O nosso "quintal" cósmico está repleto de estrelas mortas, e astrónomos da Universidade de Warwick e da Universidade do Colorado em Boulder descobriram quatro novas anãs brancas "locais" escondidas mesmo debaixo dos nossos narizes.
O Telescópio Espacial Hubble avistou as estrelas numa região próxima do espaço já bem estudada, demonstrando que ainda podemos encontrar surpresas em áreas que pensávamos conhecer bem.
Anãs brancas difíceis de detetar na vizinhança local
Os astrónomos têm vindo a estudar detalhadamente a vizinhança local das estrelas há décadas, mas anãs brancas como estas são difíceis de encontrar. Estão a orbitar em sistemas estelares duplos a cerca de 65 anos-luz da Terra, acompanhadas por uma estrela anã vermelha. Estas estrelas maiores e mais brilhantes fazem com que pareça que se trata de sistemas estelares únicos.
Estes sistemas binários específicos são de interesse porque revelaram uma oscilação radial substancial, um fenómeno em que uma estrela oscila subtilmente para a frente e para trás, indicando que um objeto companheiro de grande massa está em órbita.
O espectrógrafo ultravioleta do Hubble permitiu aos investigadores realizar observações detalhadas dos quatro sistemas. As anãs brancas destacam-se normalmente nas observações ultravioletas, mas as intensas erupções das anãs vermelhas podem imitar este sinal, o que significa que os investigadores tiveram de utilizar técnicas de calibração personalizadas para confirmar a presença das anãs brancas.
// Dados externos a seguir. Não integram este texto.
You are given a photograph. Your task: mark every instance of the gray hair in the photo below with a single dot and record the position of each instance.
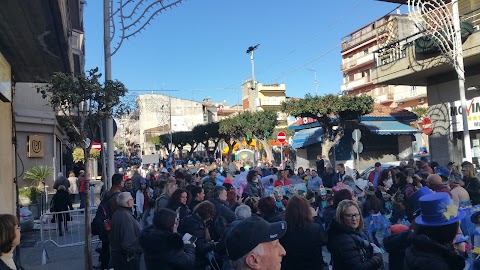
(123, 198)
(243, 212)
(241, 263)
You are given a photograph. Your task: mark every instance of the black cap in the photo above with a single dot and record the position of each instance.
(246, 235)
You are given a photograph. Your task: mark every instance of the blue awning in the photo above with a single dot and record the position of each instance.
(389, 128)
(306, 137)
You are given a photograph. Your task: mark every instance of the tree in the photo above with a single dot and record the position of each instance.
(260, 126)
(84, 103)
(330, 111)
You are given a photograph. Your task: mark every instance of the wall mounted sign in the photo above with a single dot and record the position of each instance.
(36, 146)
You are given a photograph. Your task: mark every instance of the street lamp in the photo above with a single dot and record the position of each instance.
(250, 51)
(316, 82)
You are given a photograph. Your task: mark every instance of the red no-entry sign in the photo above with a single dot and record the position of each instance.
(281, 137)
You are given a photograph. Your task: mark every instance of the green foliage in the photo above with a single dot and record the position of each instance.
(84, 99)
(343, 107)
(32, 193)
(38, 174)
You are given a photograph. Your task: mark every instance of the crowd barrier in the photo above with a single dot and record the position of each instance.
(72, 235)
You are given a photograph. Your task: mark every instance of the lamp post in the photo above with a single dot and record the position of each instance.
(250, 51)
(316, 82)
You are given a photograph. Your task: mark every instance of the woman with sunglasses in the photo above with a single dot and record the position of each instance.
(350, 246)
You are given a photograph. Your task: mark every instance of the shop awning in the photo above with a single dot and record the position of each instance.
(306, 137)
(389, 128)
Atualização do recenseamento local com novas descobertas
Um sistema de particular interesse é o G 203-47. Encontra-se a 25 anos-luz de distância, mas foram necessários 27 anos após a observação inicial da sua oscilação radial para se descobrir a sua anã branca companheira.
O Dr. David Wilson, investigador associado da Universidade do Colorado em Boulder, explicou: "O que é fascinante é que a G 203-47 não deveria estar a rodar tão lentamente se se tivesse formado da mesma forma que sistemas semelhantes. Isto sugere que estes sistemas binários tiveram histórias evolutivas muito diferentes. Algumas sofreram interações violentas e prolongadas numa fase inicial, que as bloquearam por forças de maré. Outras, como a G 203-47, passaram por encontros mais suaves e breves que as deixaram neste estado invulgar."
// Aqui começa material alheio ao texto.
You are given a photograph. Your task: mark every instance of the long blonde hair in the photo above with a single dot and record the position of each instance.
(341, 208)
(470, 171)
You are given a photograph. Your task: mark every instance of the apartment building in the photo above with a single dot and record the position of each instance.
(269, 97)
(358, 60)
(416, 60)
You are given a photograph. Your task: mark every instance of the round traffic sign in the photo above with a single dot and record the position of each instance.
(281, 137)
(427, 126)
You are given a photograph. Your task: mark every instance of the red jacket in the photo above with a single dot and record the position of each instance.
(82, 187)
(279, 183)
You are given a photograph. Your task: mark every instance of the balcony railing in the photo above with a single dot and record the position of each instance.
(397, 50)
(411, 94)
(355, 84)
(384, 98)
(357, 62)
A descoberta de quatro novas anãs brancas permitiu aos investigadores atualizar o recenseamento local de anãs brancas num raio de 20 parsecs, ou 65 anos-luz.
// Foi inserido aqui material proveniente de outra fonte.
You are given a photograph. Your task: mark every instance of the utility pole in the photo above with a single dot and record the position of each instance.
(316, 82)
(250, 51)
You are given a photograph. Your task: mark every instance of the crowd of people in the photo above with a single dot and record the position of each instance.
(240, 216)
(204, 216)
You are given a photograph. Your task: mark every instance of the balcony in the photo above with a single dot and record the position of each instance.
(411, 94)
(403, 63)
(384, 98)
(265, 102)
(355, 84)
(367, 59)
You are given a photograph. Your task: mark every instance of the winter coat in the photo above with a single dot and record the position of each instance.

É importante referir que modelos populacionais anteriores estimavam que deveria haver cerca de 4 a 5 pares de anãs brancas e anãs vermelhas a orbitar muito próximas umas das outras, e a equipa descobriu exatamente 4, o que está em consonância com as previsões teóricas.
O professor Pier-Emmanuel Tremblay, do Grupo de Astronomia e Astrofísica da Universidade de Warwick, afirmou: "Apenas cerca de 30% das anãs vermelhas num raio de 20 parsecs foram sistematicamente observadas para detetar companheiras anãs brancas ocultas. Pensamos que poderá haver até 9 ou 10 sistemas binários adicionais no nosso ambiente estelar local que ainda não encontrámos. Se dedicarmos esforços mais direcionados à observação de anãs vermelhas, talvez encontremos mais surpresas como esta."
Referência da notícia
O’Brien, M.W., et al. (2026). Direct detections of white dwarfs in four WD+dM post-common envelope binaries within 20 pc.